RHollerith comments on Do infinite alternatives make AI alignment impossible?

RHollerith 16 Dec 2024 21:48 UTC
7 points
8
Although the argument you outline might be an argument against ever fully trusting tests (usually called “evals” on this site) that this or that AI is aligned, alignment researchers have other tools in their toolbox besides running tests or evals.

It would take a long time to explain these tools, particularly to someone unfamiliar with software development or a related field like digital-electronics design. People make careers in studying tools to make reliable software systems (and reliable digital designs).

The space shuttle is steered by changing the direction in which the rocket nozzles point relative to the entire shuttle. If at any point in flight, one of the rocket nozzles had pointed in a direction a few degrees different from the one it should point in, the shuttle would have been lost and all aboard would have died. The pointing or aiming of these rocket nozzles is under software control. How did the programmers at NASA make this software reliable? Not merely through testing!

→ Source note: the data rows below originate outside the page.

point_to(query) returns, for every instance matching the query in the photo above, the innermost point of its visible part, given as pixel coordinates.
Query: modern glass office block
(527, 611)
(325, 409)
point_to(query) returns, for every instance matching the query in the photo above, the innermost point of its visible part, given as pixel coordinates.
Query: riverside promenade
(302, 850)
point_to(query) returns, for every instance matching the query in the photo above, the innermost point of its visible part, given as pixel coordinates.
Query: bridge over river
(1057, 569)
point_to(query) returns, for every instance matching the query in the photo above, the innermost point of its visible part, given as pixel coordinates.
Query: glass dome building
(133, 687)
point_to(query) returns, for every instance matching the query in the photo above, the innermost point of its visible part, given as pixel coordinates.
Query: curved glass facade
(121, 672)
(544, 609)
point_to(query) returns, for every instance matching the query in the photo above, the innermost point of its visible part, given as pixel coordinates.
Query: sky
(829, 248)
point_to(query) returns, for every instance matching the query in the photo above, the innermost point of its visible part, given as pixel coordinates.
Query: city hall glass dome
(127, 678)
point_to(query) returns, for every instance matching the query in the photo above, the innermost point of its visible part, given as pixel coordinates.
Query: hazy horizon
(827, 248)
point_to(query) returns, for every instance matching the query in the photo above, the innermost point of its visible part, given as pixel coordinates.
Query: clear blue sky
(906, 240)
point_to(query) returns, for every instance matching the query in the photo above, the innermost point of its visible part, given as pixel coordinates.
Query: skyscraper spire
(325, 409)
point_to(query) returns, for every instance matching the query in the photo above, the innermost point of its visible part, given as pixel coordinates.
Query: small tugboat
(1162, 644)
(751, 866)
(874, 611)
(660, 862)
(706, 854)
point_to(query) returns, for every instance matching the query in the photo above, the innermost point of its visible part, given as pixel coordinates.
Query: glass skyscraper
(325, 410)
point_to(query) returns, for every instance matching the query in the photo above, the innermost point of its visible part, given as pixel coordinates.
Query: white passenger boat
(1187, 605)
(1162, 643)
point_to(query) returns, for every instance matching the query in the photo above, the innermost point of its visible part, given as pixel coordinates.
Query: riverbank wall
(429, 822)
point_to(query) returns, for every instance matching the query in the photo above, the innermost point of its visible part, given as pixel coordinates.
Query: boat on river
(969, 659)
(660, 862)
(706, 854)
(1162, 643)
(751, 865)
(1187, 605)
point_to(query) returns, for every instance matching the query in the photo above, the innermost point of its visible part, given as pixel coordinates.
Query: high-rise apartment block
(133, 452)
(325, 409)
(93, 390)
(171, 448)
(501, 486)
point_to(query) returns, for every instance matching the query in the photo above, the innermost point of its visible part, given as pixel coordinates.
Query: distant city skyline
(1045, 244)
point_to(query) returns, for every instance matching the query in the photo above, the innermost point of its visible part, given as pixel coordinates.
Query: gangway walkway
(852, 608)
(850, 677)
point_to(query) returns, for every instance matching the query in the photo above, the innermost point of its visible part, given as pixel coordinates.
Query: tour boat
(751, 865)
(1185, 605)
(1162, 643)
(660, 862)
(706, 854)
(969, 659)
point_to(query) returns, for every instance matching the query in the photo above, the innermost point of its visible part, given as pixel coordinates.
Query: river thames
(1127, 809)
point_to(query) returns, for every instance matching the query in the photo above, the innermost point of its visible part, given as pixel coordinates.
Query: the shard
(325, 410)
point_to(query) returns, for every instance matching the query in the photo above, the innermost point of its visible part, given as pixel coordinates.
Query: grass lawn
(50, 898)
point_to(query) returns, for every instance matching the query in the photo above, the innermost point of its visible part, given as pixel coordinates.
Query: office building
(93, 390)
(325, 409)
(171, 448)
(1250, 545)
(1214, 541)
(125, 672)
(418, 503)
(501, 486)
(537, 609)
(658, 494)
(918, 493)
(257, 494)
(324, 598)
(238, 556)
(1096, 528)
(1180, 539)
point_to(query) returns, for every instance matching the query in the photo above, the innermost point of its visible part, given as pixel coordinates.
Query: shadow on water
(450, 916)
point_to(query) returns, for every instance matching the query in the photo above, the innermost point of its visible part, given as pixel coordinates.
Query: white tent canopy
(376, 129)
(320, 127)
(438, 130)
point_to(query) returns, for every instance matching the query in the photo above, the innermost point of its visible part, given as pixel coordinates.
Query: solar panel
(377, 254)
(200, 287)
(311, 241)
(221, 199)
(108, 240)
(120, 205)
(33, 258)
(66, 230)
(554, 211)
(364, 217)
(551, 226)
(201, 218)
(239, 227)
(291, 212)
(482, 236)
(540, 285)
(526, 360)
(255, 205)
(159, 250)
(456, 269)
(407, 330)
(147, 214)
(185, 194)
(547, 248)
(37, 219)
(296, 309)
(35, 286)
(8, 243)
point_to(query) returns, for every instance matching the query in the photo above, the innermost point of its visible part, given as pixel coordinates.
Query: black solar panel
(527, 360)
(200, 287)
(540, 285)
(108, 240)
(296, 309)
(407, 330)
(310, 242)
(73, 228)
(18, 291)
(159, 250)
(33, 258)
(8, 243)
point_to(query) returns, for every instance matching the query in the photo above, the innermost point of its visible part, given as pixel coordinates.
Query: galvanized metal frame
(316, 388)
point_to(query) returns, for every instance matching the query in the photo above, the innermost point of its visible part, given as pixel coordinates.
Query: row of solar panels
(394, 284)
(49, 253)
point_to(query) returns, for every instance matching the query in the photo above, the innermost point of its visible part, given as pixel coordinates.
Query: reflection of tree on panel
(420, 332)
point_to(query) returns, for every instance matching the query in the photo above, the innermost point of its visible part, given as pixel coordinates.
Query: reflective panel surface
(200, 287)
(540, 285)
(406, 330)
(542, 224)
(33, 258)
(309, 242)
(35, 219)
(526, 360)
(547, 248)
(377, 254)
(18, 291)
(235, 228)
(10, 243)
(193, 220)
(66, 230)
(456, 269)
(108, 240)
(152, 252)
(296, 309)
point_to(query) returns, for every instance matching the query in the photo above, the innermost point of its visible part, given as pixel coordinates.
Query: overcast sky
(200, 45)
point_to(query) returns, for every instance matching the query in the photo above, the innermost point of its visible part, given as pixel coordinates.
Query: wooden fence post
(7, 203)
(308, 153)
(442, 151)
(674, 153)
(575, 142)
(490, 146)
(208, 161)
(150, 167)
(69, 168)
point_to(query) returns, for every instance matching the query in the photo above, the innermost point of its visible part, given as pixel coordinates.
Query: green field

These programmers at NASA relied on their usual tools (basically engineering-change-order culture) and did not need a more advanced tool called “formal verification”, which Intel turned to to make sure their microprocessors did not have any flaw necessitating another expensive recall after they spent 475 million dollars in 1994 in a famous product recall to fix the so-called Pentium FDIV bug.

Note that FDIV refers to division of (floating-point) numbers and that it is not possible in one human lifetime to test all possible dividends and divisors to ensure that a divider circuit is operating correctly. I.e., the “impossible even theoretically” argument you outline would have predicted that it is impossible to ensure the correct operation of even something as simple as a divider implemented in silicon, and yet Intel has during the 30 years since the 1994 recall avoided another major recall of any of their microprocessors for reasons of a mistake in their digital design.

“Memory allocation” errors (e.g., use-after-free errors) are an important source of bugs and security vulnerabilities in software, and testing has for decades been an important way to find and eliminate these errors (Valgrind probably being the most well-known framework for doing the testing) but the celebrated new programming language Rust completely eliminates the need for testing for this class of programming errors. Rust replaces testing with a more reliable methodology making use of a tool called a “borrow checker”. I am not asserting that a borrow checker will help people create an aligned super-intelligence: I am merely pointing at Rust and its borrow checker as an example of a methodology that is superior to testing for ensuring some desirable property (e.g., the absence of use-after-free errors that an attacker might be able to exploit) of a complex software artifact.

In summary, aligning a superhuman AI is humanly possible given sufficiently careful and talented people. The argument for stopping frontier AI research (or pausing it for 100 years) depends on considerations other than the “impossible even theoretically” argument you outline.

Methodologies that are superior to testing take time to develop. For example, the need for a better methodology to prevent “memory allocation” errors was recognized in the 1970s. Rust and its borrow checker are the result of a line of investigation inspired by a seminal paper published in 1987. But Rust has become a realistic option for most programming projects only within the last 10 years or less. And an alignment methodology that continue to be reliable even when the AI becomes super-humanly capable is a much taller order than a methodology to prevent use-after-free errors and related memory-allocation errors.